Energía, inflación y mercados bajo presión
Georgieva remarcó que si el enfrentamiento se prolonga, el impacto puede sentirse en distintos frentes sensibles de la economía global. “Este conflicto, si resulta más prolongado, tiene un potencial evidente para afectar los precios mundiales de la energía, sentimiento del mercado, crecimiento e inflación, lo que impone nuevas exigencias a los responsables políticos”, afirmó.
El señalamiento no es menor.

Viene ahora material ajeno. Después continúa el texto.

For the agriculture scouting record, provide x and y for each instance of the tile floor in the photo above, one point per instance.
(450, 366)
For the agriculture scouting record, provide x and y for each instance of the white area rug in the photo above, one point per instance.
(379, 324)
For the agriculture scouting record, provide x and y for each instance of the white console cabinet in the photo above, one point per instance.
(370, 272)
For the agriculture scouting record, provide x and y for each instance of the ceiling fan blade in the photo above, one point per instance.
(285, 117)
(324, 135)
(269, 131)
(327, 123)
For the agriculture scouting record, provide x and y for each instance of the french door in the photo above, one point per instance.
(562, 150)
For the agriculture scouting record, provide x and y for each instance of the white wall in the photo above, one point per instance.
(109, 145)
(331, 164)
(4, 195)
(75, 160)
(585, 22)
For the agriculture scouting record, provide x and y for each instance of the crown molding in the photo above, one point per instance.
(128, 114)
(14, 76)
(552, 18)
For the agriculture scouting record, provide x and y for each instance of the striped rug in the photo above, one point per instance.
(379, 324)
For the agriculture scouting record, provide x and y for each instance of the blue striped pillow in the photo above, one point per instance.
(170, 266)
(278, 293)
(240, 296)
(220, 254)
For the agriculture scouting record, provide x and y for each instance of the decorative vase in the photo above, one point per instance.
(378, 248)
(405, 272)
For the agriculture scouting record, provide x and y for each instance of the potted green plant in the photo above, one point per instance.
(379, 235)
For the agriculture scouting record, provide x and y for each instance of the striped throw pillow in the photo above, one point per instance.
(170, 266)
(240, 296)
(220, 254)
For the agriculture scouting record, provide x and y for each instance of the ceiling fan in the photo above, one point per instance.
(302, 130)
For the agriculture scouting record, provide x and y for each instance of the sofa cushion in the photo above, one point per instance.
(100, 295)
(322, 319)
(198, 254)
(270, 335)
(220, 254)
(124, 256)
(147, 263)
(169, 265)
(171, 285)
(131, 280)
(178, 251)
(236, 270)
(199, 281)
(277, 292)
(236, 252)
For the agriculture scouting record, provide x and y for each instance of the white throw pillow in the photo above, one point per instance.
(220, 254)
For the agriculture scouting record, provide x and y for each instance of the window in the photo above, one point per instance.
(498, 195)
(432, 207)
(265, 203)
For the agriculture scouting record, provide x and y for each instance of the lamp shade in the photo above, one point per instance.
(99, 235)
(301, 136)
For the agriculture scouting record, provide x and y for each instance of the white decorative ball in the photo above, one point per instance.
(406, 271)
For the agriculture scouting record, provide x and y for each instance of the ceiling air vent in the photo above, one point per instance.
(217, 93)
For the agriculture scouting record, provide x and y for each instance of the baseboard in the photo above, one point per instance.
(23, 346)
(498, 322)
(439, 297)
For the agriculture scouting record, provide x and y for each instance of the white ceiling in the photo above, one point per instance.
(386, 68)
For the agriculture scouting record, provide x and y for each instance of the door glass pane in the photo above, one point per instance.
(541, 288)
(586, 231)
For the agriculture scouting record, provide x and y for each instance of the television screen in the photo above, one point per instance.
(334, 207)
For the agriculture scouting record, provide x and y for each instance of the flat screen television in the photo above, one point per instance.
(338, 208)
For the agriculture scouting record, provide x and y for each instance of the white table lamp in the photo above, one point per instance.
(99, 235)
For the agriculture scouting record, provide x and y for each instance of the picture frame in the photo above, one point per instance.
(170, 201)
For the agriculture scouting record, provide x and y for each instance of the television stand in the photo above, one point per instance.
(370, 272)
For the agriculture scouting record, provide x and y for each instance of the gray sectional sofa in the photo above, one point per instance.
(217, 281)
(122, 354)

Un salto en los precios internacionales de la energía suele trasladarse a los costos internos de los países, presiona sobre la inflación y complica la recuperación económica en regiones que todavía arrastran fragilidades.
Un escenario ya cargado de incertidumbre
El FMI reconoció que el contexto global ya era complejo antes de esta nueva crisis. Según comunicó el organismo, hasta el momento se observaron “perturbaciones en el comercio y la actividad económica, aumentos repentinos de los precios de la energía y volatilidad en los mercados financieros”.

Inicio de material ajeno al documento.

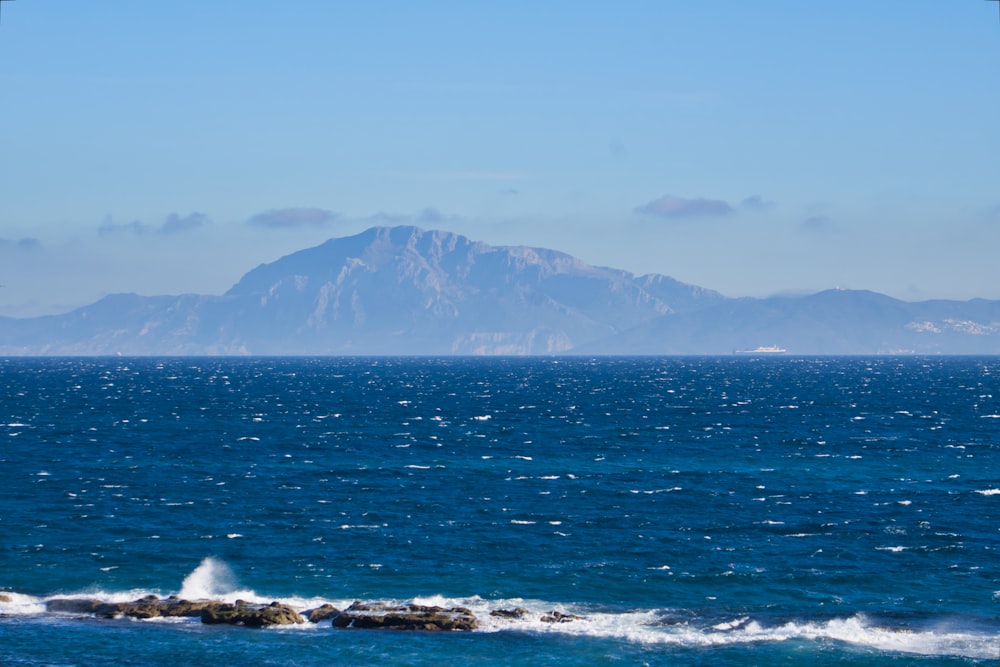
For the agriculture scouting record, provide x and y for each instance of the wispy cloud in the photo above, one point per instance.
(428, 216)
(817, 222)
(293, 218)
(173, 224)
(669, 206)
(26, 243)
(756, 203)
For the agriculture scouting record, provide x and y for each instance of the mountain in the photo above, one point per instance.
(406, 291)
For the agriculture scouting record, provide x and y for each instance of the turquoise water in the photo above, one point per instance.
(692, 510)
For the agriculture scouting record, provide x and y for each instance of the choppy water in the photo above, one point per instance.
(726, 511)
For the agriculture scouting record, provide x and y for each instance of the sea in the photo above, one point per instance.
(744, 510)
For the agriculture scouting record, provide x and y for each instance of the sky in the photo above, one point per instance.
(754, 148)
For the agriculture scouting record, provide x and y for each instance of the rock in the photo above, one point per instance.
(250, 615)
(409, 617)
(559, 617)
(516, 612)
(72, 606)
(323, 613)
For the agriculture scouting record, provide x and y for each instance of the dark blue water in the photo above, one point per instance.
(728, 511)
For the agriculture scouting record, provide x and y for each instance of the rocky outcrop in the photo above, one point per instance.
(251, 615)
(559, 617)
(408, 617)
(323, 613)
(147, 607)
(515, 613)
(360, 615)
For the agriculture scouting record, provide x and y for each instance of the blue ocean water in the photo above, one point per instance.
(725, 511)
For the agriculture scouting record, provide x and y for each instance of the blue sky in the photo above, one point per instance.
(752, 148)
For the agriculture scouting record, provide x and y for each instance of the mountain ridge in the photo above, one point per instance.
(406, 291)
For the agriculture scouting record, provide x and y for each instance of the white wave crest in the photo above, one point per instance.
(211, 580)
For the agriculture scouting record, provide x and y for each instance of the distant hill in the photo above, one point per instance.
(406, 291)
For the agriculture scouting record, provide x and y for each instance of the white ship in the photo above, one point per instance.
(764, 349)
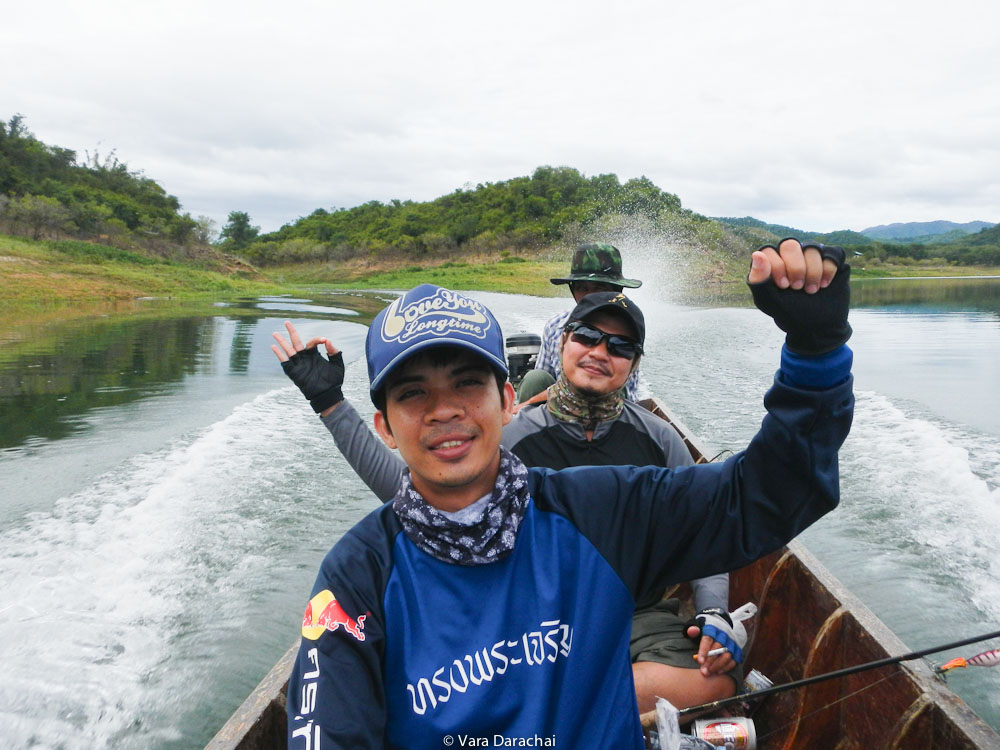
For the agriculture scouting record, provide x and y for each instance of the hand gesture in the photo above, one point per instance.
(805, 289)
(319, 379)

La entidad también advirtió que “la situación sigue siendo muy fluida y se suma a un entorno económico mundial ya incierto” y aclaró que “es demasiado pronto para evaluar el impacto económico en la región y la economía global”. El alcance final, señalaron, dependerá de la duración y la intensidad del conflicto.
El Fondo sigue de cerca la evolución
Como organismo encargado de velar por la estabilidad económica y financiera internacional, el FMI aseguró que está monitoreando de cerca los acontecimientos. Georgieva indicó que están “evaluando y cuantificando las ramificaciones económicas regionales y globales”, y que esas estimaciones se incluirán en el próximo informe de Perspectivas de la Economía Mundial que se publicará en abril.
“La incertidumbre es la nueva normalidad”, afirmó la directora del organismo.
En ese sentido, Georgieva agregó que el mundo atraviesa “un momento de transformaciones globales en tecnología, demografía, comercio y geopolítica; una época de shocks e incertidumbre”.
En un escenario donde cada movimiento en el tablero geopolítico puede repercutir en los precios, el empleo y el crecimiento, la advertencia del FMI suma preocupación a un clima internacional que ya estaba marcado por la fragilidad.